SINCE MAY 2010, Will Toledo has been putting music on Bandcamp under the name Car Seat Headrest. Lots of music.

According to the listed release dates, Toledo, now 23 years old, posted five albums—70 tracks in total—in 2010 alone. They are a haphazard lot: Squirrelly genre experiments, tape-warped weirdness, and half-baked ideas sit alongside lo-fi but fully realized pop-rock songs. Toledo has been known to warn websites against linking to his earliest works "because they're not very good."

Five more recent LPs follow: two in 2011 and one each in 2012, 2013, and 2014. The 2013 release is a collection of older songs (written by Toledo from ages 17 to 21), but otherwise, these are a vivid peek into the maturation of a very promising songwriter who has absorbed his share of indie rock over the years.

And on 2014's How to Leave Town, you can practically hear Toledo's musical palette (and palate) expanding at mind-bending speed. Its 14-minute opening track, "The Ending of Dramamine," builds slowly from serrated synth jam to mumbled self-flagellation to a skronky, backmasked outro that Toledo says is probably the closest Car Seat Headrest will ever get to sounding like one of his current favorite bands, Swans.

By the time Toledo released How to Leave Town, he'd built up a significant following, largely by recording quality music, putting it on the internet, being patient, and letting word of mouth do the work. With no record label, no publicist, or any other industry push, he sold more than 25,000 downloads on Bandcamp, landed on the site's most-downloaded chart, and attracted the attention of respected super-indie Matador Records.
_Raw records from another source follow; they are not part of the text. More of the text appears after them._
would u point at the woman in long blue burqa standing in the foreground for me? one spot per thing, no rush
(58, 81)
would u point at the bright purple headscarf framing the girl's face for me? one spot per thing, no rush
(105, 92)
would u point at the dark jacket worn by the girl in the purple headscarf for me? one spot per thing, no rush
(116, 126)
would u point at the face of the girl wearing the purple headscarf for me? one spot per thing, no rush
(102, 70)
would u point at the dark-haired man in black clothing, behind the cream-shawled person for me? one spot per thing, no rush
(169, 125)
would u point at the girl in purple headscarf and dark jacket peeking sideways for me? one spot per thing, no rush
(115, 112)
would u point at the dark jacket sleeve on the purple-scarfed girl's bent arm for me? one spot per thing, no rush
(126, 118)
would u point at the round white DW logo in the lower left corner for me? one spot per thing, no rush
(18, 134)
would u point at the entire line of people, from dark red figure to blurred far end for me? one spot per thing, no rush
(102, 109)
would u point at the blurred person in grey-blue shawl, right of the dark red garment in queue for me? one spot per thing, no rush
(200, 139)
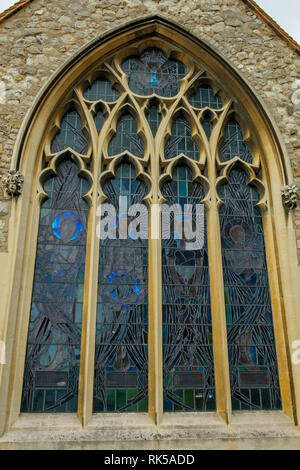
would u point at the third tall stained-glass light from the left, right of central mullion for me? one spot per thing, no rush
(187, 327)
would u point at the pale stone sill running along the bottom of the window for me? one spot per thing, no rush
(135, 431)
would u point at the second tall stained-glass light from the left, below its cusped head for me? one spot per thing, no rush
(121, 368)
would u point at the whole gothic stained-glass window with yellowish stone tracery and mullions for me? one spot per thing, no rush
(143, 325)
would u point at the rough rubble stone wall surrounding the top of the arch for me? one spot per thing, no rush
(39, 38)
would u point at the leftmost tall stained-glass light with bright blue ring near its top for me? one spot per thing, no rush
(53, 348)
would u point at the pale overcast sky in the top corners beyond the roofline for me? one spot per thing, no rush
(285, 12)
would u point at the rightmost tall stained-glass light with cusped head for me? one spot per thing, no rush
(252, 354)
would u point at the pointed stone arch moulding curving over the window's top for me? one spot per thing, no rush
(160, 27)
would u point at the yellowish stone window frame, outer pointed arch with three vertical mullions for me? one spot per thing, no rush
(269, 151)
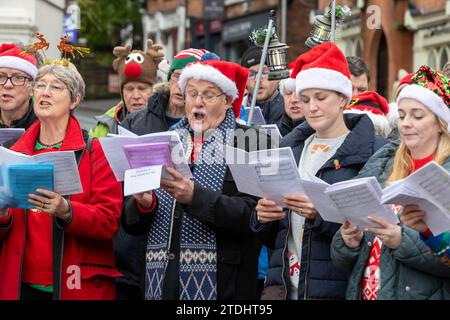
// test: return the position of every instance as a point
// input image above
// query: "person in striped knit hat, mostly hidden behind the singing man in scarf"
(166, 107)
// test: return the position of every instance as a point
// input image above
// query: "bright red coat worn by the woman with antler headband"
(88, 264)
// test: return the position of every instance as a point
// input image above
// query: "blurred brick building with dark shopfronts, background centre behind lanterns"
(179, 24)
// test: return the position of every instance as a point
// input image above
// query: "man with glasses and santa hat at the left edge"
(17, 72)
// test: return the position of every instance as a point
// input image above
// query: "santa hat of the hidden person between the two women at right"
(375, 106)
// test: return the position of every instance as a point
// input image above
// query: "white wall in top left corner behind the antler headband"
(20, 19)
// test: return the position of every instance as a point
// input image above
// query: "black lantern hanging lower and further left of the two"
(277, 55)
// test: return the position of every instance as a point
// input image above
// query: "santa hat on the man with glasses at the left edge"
(13, 57)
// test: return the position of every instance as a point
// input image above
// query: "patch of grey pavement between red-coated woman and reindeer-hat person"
(88, 109)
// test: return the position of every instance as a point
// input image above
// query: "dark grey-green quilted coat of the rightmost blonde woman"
(410, 272)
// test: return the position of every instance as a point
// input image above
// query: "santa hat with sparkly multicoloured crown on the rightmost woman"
(432, 89)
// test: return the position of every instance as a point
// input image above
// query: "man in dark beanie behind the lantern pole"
(268, 98)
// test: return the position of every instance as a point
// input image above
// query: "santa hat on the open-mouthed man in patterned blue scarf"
(230, 77)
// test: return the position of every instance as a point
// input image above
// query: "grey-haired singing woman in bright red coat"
(62, 250)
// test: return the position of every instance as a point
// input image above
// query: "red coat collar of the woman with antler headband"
(72, 141)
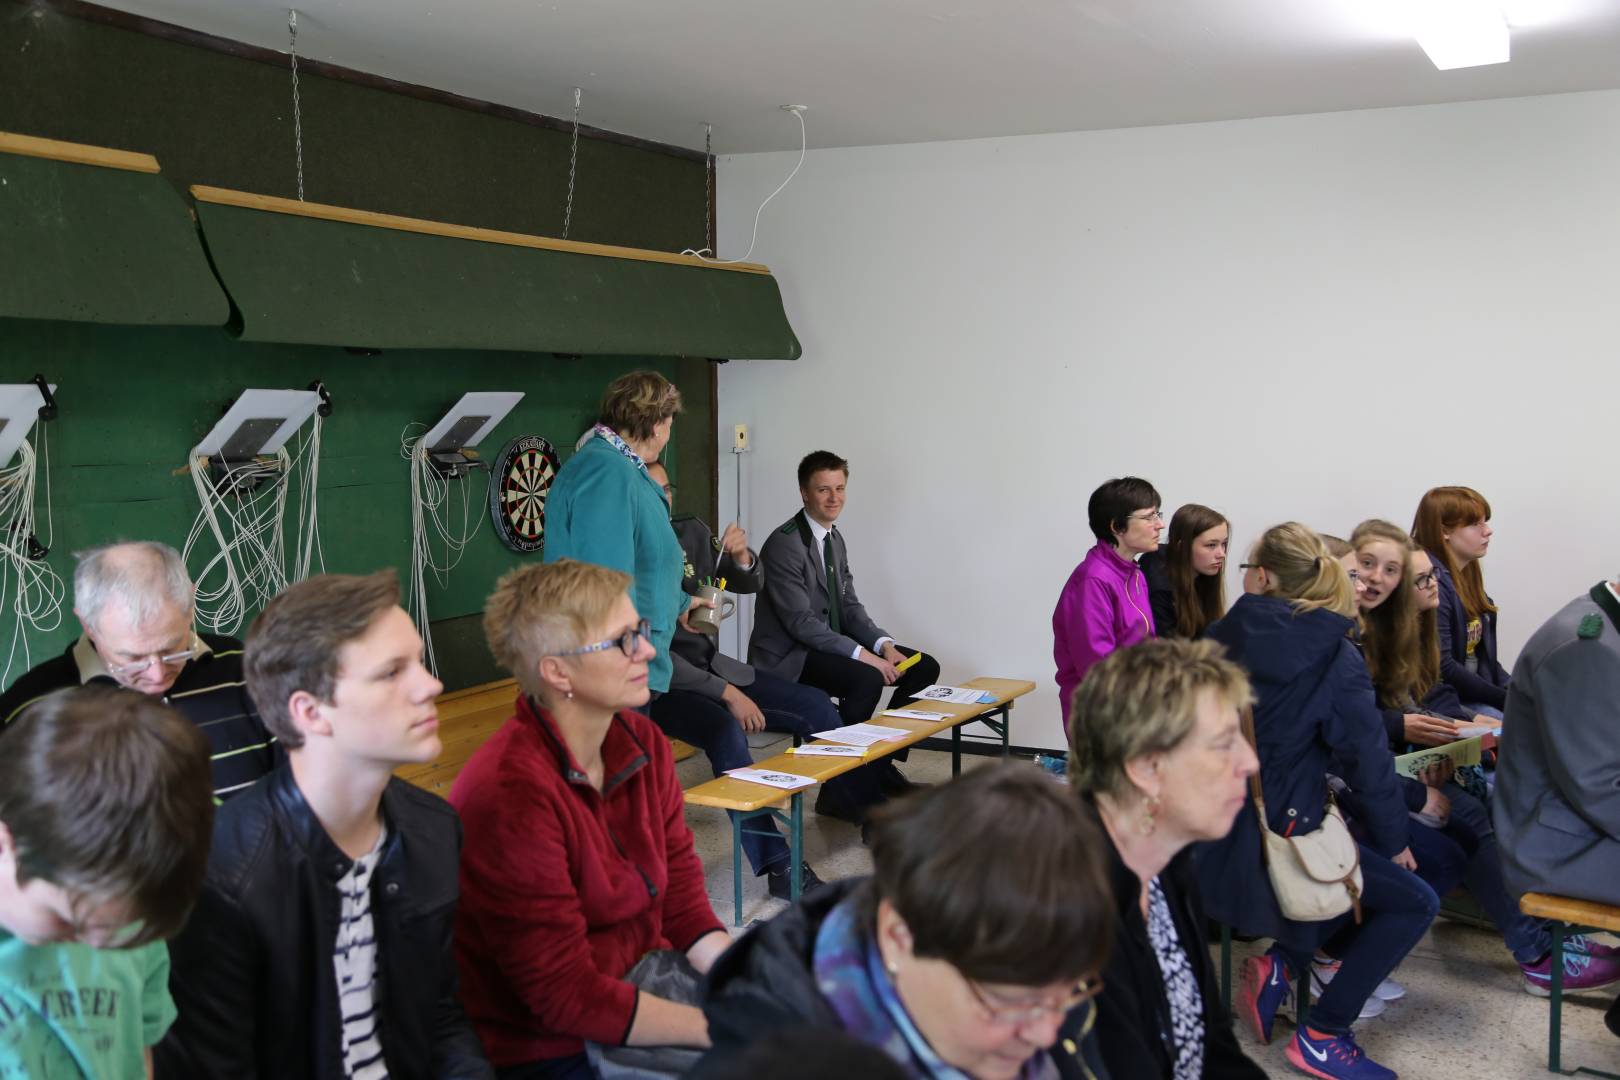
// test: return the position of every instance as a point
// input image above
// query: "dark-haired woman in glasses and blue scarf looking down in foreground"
(973, 951)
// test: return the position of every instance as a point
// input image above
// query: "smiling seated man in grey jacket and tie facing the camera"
(811, 626)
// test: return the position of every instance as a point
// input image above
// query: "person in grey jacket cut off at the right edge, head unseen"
(1558, 797)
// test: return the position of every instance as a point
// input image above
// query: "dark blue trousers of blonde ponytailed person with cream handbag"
(1397, 908)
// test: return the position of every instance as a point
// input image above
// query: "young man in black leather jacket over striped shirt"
(320, 948)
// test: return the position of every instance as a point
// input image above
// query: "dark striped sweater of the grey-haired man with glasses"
(210, 692)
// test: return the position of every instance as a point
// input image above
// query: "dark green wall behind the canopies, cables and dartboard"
(135, 399)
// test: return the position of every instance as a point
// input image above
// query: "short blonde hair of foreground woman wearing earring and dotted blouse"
(1145, 700)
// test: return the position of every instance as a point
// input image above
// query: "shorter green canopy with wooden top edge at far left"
(98, 236)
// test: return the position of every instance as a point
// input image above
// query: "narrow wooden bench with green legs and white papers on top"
(757, 801)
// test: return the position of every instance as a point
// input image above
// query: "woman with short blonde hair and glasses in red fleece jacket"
(578, 857)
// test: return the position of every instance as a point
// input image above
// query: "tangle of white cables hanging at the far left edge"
(32, 587)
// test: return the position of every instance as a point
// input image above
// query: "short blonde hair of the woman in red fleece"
(548, 610)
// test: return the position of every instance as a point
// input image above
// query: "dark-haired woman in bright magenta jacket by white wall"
(1104, 605)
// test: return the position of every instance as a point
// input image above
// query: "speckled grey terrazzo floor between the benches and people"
(1464, 1014)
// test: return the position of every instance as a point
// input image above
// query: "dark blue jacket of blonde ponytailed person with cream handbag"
(1315, 713)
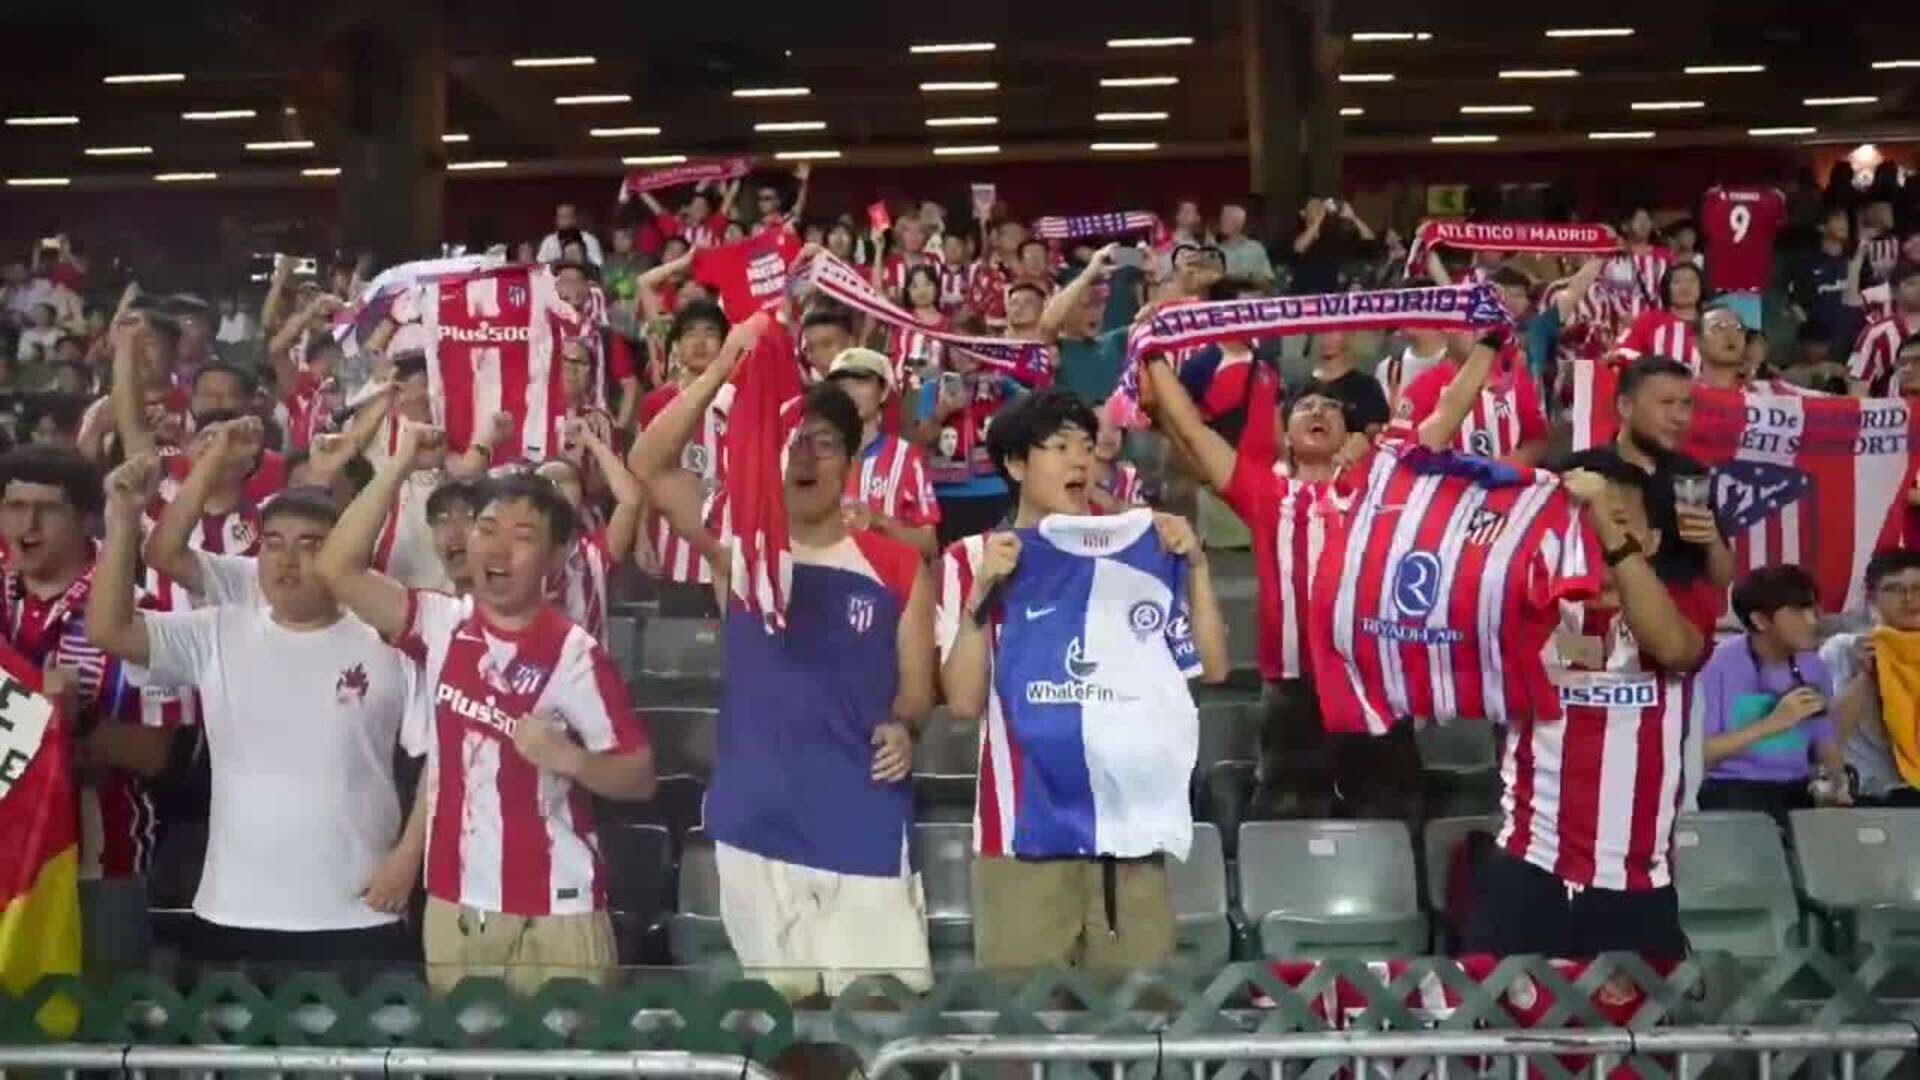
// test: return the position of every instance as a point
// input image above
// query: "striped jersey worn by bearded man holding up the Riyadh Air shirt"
(1593, 797)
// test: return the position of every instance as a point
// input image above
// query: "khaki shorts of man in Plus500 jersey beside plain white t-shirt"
(525, 950)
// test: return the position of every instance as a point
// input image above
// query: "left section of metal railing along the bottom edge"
(393, 1062)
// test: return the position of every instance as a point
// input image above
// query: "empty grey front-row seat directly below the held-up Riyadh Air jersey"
(1332, 889)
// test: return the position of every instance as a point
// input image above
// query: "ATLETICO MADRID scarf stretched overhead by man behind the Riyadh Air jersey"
(1193, 326)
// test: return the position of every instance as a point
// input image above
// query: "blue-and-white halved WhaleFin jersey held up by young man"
(1092, 679)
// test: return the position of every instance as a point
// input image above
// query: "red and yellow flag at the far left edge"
(39, 843)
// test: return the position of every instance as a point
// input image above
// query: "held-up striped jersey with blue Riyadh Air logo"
(1439, 591)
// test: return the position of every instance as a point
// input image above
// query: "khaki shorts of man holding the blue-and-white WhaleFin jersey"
(1053, 914)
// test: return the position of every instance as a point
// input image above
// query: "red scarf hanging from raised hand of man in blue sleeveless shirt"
(757, 431)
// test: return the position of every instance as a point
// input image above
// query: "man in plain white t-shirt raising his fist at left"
(302, 706)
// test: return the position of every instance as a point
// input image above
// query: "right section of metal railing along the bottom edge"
(1689, 1048)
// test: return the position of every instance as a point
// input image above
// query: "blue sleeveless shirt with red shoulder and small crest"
(798, 714)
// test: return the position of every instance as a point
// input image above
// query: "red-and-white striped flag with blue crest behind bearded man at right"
(1796, 479)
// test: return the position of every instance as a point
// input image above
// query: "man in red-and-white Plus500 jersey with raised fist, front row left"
(529, 720)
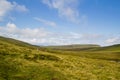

"I feel like 2014 was really when it all kind of caught up to itself. That's when I really felt like I could do this as a sustainable way of living. Which is a little ironic since that's about the same time Matador came along," Toledo says, noting that Matador founder Chris Lombardi learned of Car Seat Headrest from an intern. "I think part of what appealed to them was they really didn't have to do much as far as guiding me personally, because I kind of had a lot of stuff figured out that a newer artist wouldn't necessarily have."

Music was the only thing that came easy, however. When he started Car Seat Headrest—playing every instrument and recording in the family car—Toledo lived in Leesburg, Virginia, where he struggled to put together a band and rarely played shows. He emailed music blogs about his work but heard nothing back. He was "stressed out" by the idea of going to college and retreated into his songs to cope.

"[Music] really just became the only thing that I did have figured out. I was having a lot of trouble navigating anything else in life," Toledo says. "Music just seemed like the one thing that I never had to worry about."

A year and a half ago, Toledo moved across the country to the Seattle suburb of Kirkland, Washington, where he has found a tribe and re-recorded several songs from his back catalog for a compilation called Teens of Style that Matador released last fall. It is perhaps the most concise Car Seat Headrest collection yet, highlighting Toledo's gift for sharp, fuzzy guitar lines and melodies that soar even though they sound like they were recorded under a heavy blanket at the bottom of a cave. Like Bob Pollard of Guided by Voices, there is no recording technique crude enough to suppress Toledo's pop craft.

Teens of Style's tracklist consists of "songs from earlier that I felt might get overlooked if I just went on and did the next new thing," Toledo says. That won't be an issue now. The album was praised by prominent outlets like the New York Times and Pitchfork, and found its way onto many year-end lists of 2015's best records.

Now, Toledo is prepping his first album of new material for Matador, Teens of Denial, due out in the spring. He says he's been trying to write songs "with a wider audience in mind" than his core Bandcamp crew, but he's not too terribly concerned with immediately capitalizing on his current hot streak. After all, Toledo is well versed in gradually building an audience, ear by ear by ear.

"You have to be prepared to be pretty patient if you want to go that way," he says. "I was never opposed to the sort of 'instant fame' method. It just kind of worked out this way. I was frustrated plenty of times in the five years where I was just doing it alone, but I didn't have any other choice but to keep doing what I was doing and trying to make it better."